Hi Adrien,
this looks very interesting - I'm happy to see your work and I briefly
looked into your sources and API. With your 440 000 images, do you
have any clear idea about the accuracy of ORB? To explain: I'm working
on Elog.io, which provides a *similar* service and API[1] as yours,
but uses a rather different algorithm and store, and a different use
case. Our algorithm is a variant of a Blockhash[2] algorithm, which
does not do any feature detection at all, but which can easily run in
a browser or mobile platform (we have versions for JavaScript, C and
Python) to generate 256 bit hashes of images. With a hamming distance
calculation, we then determine the quality of a match.
We work primarily on a use case of verbatim use, with a user getting
images from Wikimedia and re-using them elsewhere. Algorithms without
feature detection give very bad results for any modifications to an
image, like rotating, cropping, etc. But since that's not within our
use case, it works, though the flip side of if them is of course that
you can't expect to photograph something (a newspaper article with an
image for instance) and then match it against a set of images as you
expect to be able to do.
The other difference is that our database store isn't specifically
tailored to our hashes: we use W3C Media Annotations to store any kind
of metadata about images, and could equally well store your ORB
signatures assuming they can be serialised.

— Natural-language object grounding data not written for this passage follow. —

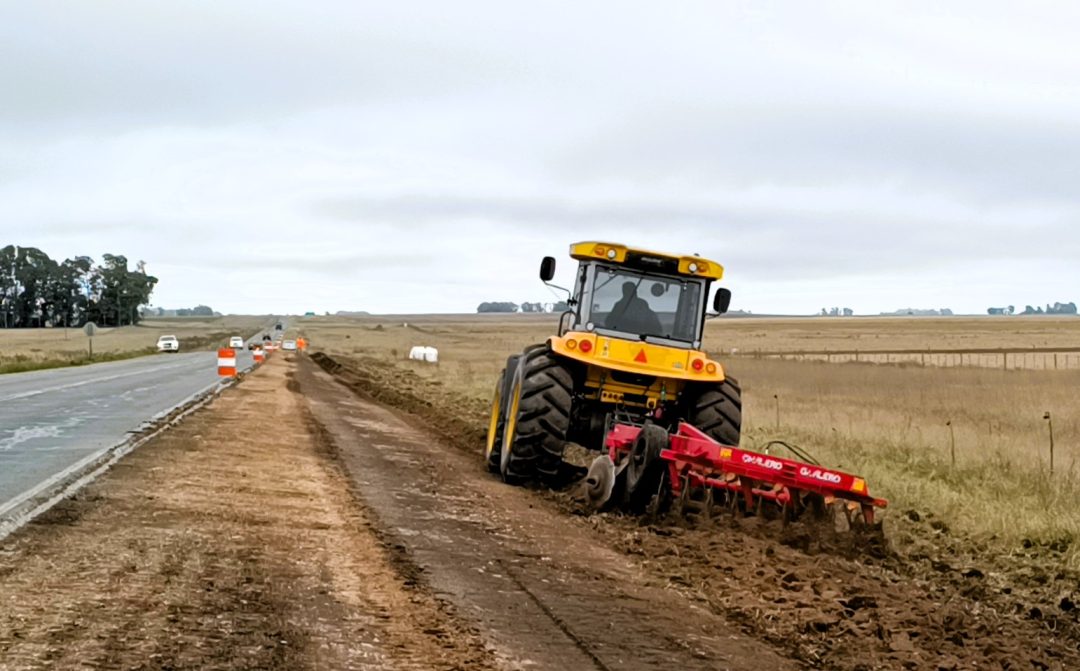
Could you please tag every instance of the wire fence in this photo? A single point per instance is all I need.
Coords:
(1008, 359)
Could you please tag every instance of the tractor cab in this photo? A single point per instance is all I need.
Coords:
(639, 295)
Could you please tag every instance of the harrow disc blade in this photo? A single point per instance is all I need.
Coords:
(599, 482)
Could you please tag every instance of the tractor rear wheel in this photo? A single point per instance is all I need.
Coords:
(717, 411)
(493, 448)
(538, 417)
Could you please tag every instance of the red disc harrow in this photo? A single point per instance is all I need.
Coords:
(692, 472)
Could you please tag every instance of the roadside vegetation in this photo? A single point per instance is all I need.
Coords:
(964, 446)
(32, 349)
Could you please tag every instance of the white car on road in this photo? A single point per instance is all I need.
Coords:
(169, 344)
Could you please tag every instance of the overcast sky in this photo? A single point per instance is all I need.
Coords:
(404, 157)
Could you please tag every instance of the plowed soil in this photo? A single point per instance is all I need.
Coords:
(232, 541)
(920, 598)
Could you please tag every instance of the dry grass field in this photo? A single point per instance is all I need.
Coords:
(23, 349)
(893, 424)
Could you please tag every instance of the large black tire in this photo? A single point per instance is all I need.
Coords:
(497, 421)
(645, 469)
(717, 411)
(535, 435)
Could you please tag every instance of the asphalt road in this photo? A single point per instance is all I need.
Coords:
(50, 420)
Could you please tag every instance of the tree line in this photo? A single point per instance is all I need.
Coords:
(37, 291)
(505, 306)
(1057, 308)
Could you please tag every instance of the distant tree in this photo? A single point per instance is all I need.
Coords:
(497, 307)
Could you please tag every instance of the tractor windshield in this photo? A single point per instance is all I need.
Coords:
(646, 305)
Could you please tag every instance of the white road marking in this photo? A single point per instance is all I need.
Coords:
(26, 394)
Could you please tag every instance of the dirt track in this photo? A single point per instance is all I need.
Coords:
(294, 524)
(925, 600)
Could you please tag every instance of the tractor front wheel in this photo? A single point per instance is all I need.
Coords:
(493, 447)
(538, 417)
(717, 411)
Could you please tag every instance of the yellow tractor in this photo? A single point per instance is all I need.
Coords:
(629, 350)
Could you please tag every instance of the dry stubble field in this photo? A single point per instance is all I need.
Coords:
(890, 423)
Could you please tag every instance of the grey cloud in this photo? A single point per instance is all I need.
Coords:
(773, 243)
(981, 156)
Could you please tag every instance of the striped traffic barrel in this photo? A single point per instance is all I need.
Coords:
(227, 362)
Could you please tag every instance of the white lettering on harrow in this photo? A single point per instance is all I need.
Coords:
(763, 461)
(817, 473)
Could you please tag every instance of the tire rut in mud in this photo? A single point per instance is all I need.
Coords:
(229, 542)
(926, 600)
(541, 592)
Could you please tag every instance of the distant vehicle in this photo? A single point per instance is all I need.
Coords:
(169, 344)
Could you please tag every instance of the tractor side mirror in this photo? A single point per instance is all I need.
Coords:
(721, 300)
(548, 268)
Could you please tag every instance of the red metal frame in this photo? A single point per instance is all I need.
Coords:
(704, 463)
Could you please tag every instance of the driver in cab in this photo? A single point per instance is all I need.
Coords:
(633, 314)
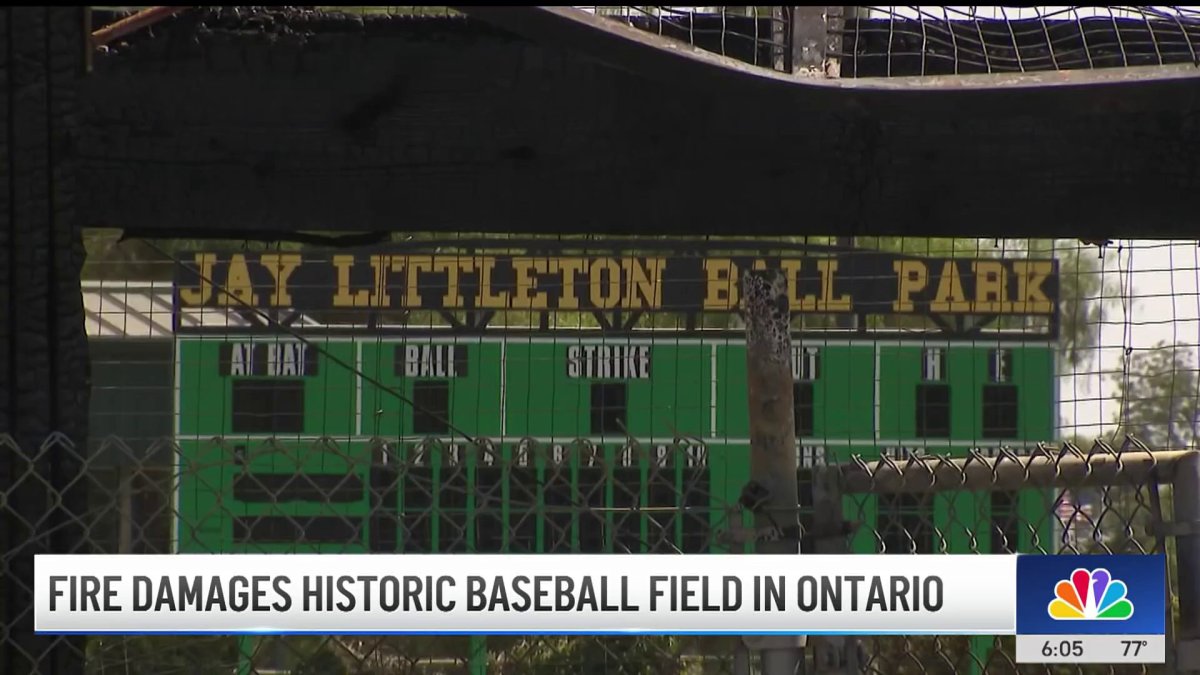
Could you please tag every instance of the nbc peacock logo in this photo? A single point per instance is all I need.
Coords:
(1091, 596)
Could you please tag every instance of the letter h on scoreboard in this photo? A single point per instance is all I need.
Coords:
(805, 369)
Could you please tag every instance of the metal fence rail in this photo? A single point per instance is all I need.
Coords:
(155, 497)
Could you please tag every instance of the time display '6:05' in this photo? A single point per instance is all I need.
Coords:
(1091, 649)
(1062, 647)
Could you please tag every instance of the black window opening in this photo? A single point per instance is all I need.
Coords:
(522, 511)
(559, 501)
(384, 524)
(627, 502)
(431, 407)
(609, 407)
(905, 524)
(934, 411)
(282, 488)
(663, 499)
(1005, 523)
(803, 405)
(453, 509)
(697, 532)
(268, 406)
(1000, 411)
(805, 499)
(489, 497)
(417, 496)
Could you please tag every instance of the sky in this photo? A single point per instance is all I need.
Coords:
(1159, 302)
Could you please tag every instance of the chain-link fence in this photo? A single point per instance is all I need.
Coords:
(227, 495)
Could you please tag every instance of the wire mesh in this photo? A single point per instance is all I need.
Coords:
(918, 40)
(888, 41)
(519, 453)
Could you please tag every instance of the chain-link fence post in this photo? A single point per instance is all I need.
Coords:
(1186, 496)
(772, 494)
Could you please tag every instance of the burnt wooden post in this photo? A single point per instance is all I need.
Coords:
(772, 494)
(43, 346)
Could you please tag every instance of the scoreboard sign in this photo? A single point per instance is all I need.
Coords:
(865, 282)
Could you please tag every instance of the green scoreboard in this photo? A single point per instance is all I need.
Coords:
(373, 435)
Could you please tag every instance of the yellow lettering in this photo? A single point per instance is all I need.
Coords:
(281, 266)
(1030, 276)
(912, 276)
(345, 297)
(198, 297)
(827, 267)
(486, 298)
(239, 288)
(604, 296)
(645, 282)
(381, 266)
(721, 292)
(951, 297)
(991, 287)
(795, 300)
(568, 268)
(527, 282)
(454, 267)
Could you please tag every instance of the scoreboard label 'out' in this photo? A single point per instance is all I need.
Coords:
(268, 359)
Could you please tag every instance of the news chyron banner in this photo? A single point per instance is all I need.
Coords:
(1103, 609)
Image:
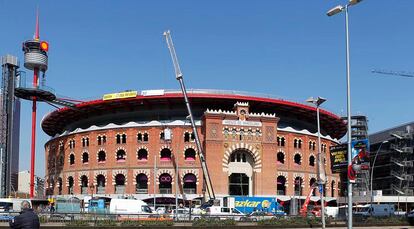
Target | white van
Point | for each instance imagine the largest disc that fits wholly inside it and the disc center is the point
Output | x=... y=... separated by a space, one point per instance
x=375 y=210
x=218 y=212
x=128 y=206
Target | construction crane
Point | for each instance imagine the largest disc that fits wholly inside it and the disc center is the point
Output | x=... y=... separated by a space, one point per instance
x=179 y=77
x=396 y=73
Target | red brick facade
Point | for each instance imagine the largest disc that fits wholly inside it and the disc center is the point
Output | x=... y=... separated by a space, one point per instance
x=221 y=133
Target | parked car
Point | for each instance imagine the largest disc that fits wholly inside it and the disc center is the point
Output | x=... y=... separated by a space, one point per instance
x=260 y=215
x=183 y=214
x=219 y=213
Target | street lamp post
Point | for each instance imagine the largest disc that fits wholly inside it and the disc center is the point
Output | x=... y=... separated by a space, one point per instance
x=332 y=12
x=372 y=171
x=321 y=169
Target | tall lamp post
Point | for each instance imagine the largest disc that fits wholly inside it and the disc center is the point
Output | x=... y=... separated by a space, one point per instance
x=321 y=169
x=331 y=12
x=372 y=171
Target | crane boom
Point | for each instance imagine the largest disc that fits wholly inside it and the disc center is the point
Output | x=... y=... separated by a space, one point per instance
x=179 y=77
x=396 y=73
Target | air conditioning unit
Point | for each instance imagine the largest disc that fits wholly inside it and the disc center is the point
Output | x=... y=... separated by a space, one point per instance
x=408 y=163
x=408 y=177
x=167 y=134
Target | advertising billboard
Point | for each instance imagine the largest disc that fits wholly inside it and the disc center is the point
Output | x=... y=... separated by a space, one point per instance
x=360 y=151
x=249 y=204
x=339 y=157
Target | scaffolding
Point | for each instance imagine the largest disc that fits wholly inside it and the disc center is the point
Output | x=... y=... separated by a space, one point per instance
x=9 y=74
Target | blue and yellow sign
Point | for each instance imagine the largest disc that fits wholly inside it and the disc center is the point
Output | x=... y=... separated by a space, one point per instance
x=120 y=95
x=249 y=204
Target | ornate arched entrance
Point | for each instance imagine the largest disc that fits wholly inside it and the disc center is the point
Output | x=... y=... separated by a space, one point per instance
x=240 y=169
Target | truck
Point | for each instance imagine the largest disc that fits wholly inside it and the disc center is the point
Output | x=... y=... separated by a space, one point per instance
x=128 y=206
x=377 y=210
x=222 y=213
x=248 y=204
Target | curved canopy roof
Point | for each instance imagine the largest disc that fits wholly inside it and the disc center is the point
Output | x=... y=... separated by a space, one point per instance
x=58 y=121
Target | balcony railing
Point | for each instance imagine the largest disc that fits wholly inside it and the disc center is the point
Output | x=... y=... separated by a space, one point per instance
x=165 y=191
x=190 y=191
x=84 y=190
x=119 y=189
x=100 y=190
x=141 y=190
x=298 y=193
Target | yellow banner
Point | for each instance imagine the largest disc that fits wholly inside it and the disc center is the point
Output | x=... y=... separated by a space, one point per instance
x=120 y=95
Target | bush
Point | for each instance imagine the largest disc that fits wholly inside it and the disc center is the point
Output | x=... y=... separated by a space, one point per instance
x=138 y=223
x=78 y=223
x=105 y=223
x=213 y=223
x=292 y=221
x=384 y=221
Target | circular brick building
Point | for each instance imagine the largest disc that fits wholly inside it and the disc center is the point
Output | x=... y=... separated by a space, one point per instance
x=144 y=145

To give you some numbers, for our use cases (verbatim use, potentially
with format change jpg->png etc, and scaling down to 100px width) we
can successfully match ca 87% of cases, and we have a collision rate
(different images resulting in same or near same hashes) of ca 1,2%.
Both numbers against the Wikimedia Commons set.
While we currently have the full ~22M images from Wikimedia Commons in
our database, we're still ironing out the kinks of the system and
making some additional improvements. If you think that we should
consider ORB instead of or in addition to our current algorithms, we'd
love to give that a try, and it'd obviously be very interesting if we
could end up having compatible signatures compared to your database.
Sincerely,
Jonas
[1]
http://docs.cmcatalog.apiary.io
[2]
http://blockhash.io
Jonas
On 24 November 2014 at 11:25, Adrien Maglo <adrien(a)visualink.io> wrote:
Hello,
I am not sure this is the right mailing list to introduce this project but I
have just released Displee. It is a small Android app that allows to search
for images in the English Wikipedia by taking pictures:
https://play.google.com/store/apps/details?id=org.visualink.displee
It is a kind of open source Google Goggles for images from
en.wikipedia.org.
I have developed Displee as a demonstrator of Pastec
http://pastec.io, my
open source image recognition index and search engine for mobile apps.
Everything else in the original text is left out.